End of transmission.

Friday, February 26, 2010

Running with the Shadows of the Night

I don’t mean to come off sounding like a grumpy old curmudgeon, but you know what really pisses me off? Trends. Don't get me wrong, I can respect a person’s decision to subscribe to a trend that truly compliments their life, but I absolutely can not stand people that hop on the bandwagon strictly for the purpose of peer perception. For example, I have an iPhone and I love it. Yes it’s trendy, but it does genuinely compliment my needs at this stage of my life. It’s handy and convenient, it’s sleek and attractive and even better, it provides all the functionality that I could possibly want from a phone. As much as it pains me personally, I can even respect a person’s decision to deck out their wardrobe with the latest brands and fashions. To them, trends in style compliment their needs and desires. Though I can always detect a hint of vinegar and water in the air when a dude walks by in an Ed Hardy t-shirt and Rockin’ Republic jeans, at least he’s living how he wants to.

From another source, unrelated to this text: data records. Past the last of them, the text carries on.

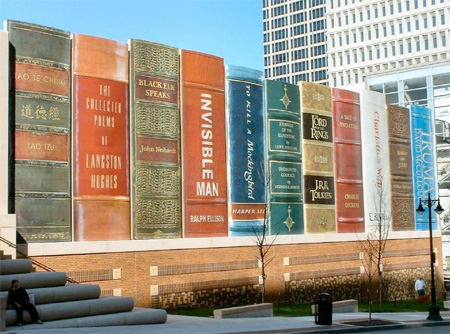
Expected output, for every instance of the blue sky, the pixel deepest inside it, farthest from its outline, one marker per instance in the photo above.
(231, 29)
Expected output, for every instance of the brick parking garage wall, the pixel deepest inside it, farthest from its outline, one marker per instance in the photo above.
(229, 276)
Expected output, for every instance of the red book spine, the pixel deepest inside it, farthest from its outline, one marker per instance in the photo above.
(101, 139)
(348, 161)
(204, 193)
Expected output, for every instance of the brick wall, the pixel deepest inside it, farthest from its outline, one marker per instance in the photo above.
(230, 275)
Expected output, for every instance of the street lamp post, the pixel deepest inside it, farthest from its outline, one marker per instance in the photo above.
(433, 310)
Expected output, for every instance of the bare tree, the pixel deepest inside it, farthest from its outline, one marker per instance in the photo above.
(263, 240)
(373, 245)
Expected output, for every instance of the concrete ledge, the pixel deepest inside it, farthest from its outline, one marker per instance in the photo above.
(18, 266)
(34, 280)
(247, 311)
(341, 306)
(2, 313)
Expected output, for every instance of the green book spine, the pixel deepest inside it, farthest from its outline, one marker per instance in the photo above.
(318, 158)
(155, 140)
(284, 158)
(40, 103)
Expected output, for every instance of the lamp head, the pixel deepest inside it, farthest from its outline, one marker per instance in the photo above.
(420, 210)
(439, 208)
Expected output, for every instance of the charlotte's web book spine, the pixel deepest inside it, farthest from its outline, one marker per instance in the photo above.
(40, 99)
(155, 140)
(348, 161)
(204, 167)
(100, 139)
(284, 153)
(246, 150)
(376, 174)
(318, 158)
(402, 199)
(424, 161)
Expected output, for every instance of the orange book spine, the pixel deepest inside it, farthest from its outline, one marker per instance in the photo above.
(203, 145)
(101, 139)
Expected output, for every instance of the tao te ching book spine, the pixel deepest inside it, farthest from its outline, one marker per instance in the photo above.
(246, 150)
(100, 139)
(155, 140)
(376, 170)
(40, 100)
(424, 162)
(284, 154)
(348, 161)
(402, 199)
(318, 158)
(204, 169)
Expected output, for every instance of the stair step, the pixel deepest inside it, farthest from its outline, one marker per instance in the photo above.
(64, 293)
(138, 316)
(76, 309)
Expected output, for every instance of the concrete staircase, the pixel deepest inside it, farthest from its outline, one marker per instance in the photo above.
(65, 305)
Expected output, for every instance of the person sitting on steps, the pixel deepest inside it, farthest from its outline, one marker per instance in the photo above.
(18, 299)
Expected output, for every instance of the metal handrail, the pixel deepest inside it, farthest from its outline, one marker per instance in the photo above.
(35, 262)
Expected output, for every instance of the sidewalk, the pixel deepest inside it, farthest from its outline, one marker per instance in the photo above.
(196, 325)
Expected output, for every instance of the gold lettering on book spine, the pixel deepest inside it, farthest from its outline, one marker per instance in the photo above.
(157, 184)
(157, 119)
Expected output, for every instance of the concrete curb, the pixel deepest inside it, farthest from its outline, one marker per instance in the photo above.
(359, 329)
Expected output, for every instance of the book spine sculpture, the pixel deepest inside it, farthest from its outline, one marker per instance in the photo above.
(284, 154)
(318, 158)
(101, 180)
(348, 161)
(40, 105)
(246, 151)
(203, 145)
(402, 199)
(155, 140)
(424, 162)
(376, 171)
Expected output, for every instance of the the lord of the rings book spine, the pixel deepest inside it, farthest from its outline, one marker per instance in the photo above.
(402, 199)
(424, 162)
(203, 143)
(318, 158)
(246, 150)
(101, 191)
(375, 157)
(348, 161)
(155, 140)
(40, 109)
(284, 154)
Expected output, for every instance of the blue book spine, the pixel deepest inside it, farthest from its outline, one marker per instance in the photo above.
(424, 162)
(282, 102)
(246, 163)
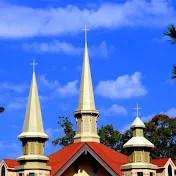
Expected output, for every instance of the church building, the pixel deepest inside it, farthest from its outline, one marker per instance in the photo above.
(86, 156)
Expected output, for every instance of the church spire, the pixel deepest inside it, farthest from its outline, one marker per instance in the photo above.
(33, 124)
(86, 115)
(138, 148)
(33, 137)
(86, 99)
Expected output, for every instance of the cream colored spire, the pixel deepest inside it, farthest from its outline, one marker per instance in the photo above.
(138, 148)
(33, 124)
(138, 139)
(86, 99)
(86, 115)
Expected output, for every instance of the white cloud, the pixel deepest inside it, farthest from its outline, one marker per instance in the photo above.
(17, 104)
(114, 110)
(45, 82)
(102, 50)
(78, 68)
(14, 87)
(171, 112)
(126, 86)
(54, 47)
(21, 21)
(57, 89)
(69, 89)
(54, 133)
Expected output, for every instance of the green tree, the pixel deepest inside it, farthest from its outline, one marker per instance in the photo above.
(171, 34)
(2, 110)
(161, 131)
(108, 135)
(67, 127)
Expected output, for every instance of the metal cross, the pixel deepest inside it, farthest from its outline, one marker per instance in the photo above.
(33, 64)
(85, 29)
(137, 110)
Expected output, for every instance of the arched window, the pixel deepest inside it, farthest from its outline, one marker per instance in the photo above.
(169, 170)
(3, 171)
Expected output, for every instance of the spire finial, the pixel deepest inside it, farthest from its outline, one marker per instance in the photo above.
(85, 30)
(33, 64)
(137, 110)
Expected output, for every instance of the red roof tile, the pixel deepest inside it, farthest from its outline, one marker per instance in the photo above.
(174, 161)
(58, 159)
(113, 158)
(11, 163)
(159, 162)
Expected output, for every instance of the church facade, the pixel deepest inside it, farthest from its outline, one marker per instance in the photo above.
(86, 156)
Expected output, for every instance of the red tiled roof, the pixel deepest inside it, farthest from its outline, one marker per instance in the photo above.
(113, 158)
(174, 161)
(159, 162)
(58, 159)
(11, 163)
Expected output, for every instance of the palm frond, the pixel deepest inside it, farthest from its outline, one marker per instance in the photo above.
(171, 33)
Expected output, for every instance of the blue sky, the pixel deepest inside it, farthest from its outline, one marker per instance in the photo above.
(130, 61)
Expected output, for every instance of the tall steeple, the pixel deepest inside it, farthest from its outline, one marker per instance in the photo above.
(86, 115)
(33, 136)
(138, 148)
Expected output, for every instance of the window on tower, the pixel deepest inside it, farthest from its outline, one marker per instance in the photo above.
(3, 171)
(140, 174)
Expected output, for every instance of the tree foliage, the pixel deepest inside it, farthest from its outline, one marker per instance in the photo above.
(171, 34)
(160, 130)
(67, 127)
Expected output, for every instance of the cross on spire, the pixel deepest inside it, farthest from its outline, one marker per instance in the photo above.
(137, 109)
(85, 29)
(33, 64)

Maybe you're wondering what has got me so irritated in regards to the topic of trends? Running. Yes, the very same physical motion that we’ve been doing since we were kids, running. It’s something that most everyone can do. The only qualifications are having two legs and a desire to move faster than walking. So at what point did it become so fucking trendy to run? If it were just a matter of trying to stay fit and exercise, I’d completely understand, but with the way people boast about running these days, you’d think they were auditioning for the roles of Luke Skywalker and Darth Vader in a cock saber fight.


Look, I myself am an overweight dude and I understand the importance of needing to develop an exercise routine. It’s commendable, quite frankly. What has me so agitated however is that three months ago, I knew of one dude who decided to take up running as a hobby and boy was he proud. It’s all he talked about. Each morning he challenged himself with longer distances than the day before and he would train for marathons then post his best times on the internet for his friends to see. From there, seemingly overnight, I was surrounded by born-again runners as if a casting call for Chariots of Fire 2 extras went out on the wire. Suddenly “this guy” was bragging about running three miles last night, “that girl” was bragging about running five miles this morning and “these people” were all signed up for marathons and subjecting themselves to an intense training regimen. It's worth saying again, if I felt like any of these people were doing this as a measure of simply trying to stay in shape, I’d pat them on the back, but there is something else going on here. It feels more like a group of people that just want an “atta boy” from their peers more than anything else.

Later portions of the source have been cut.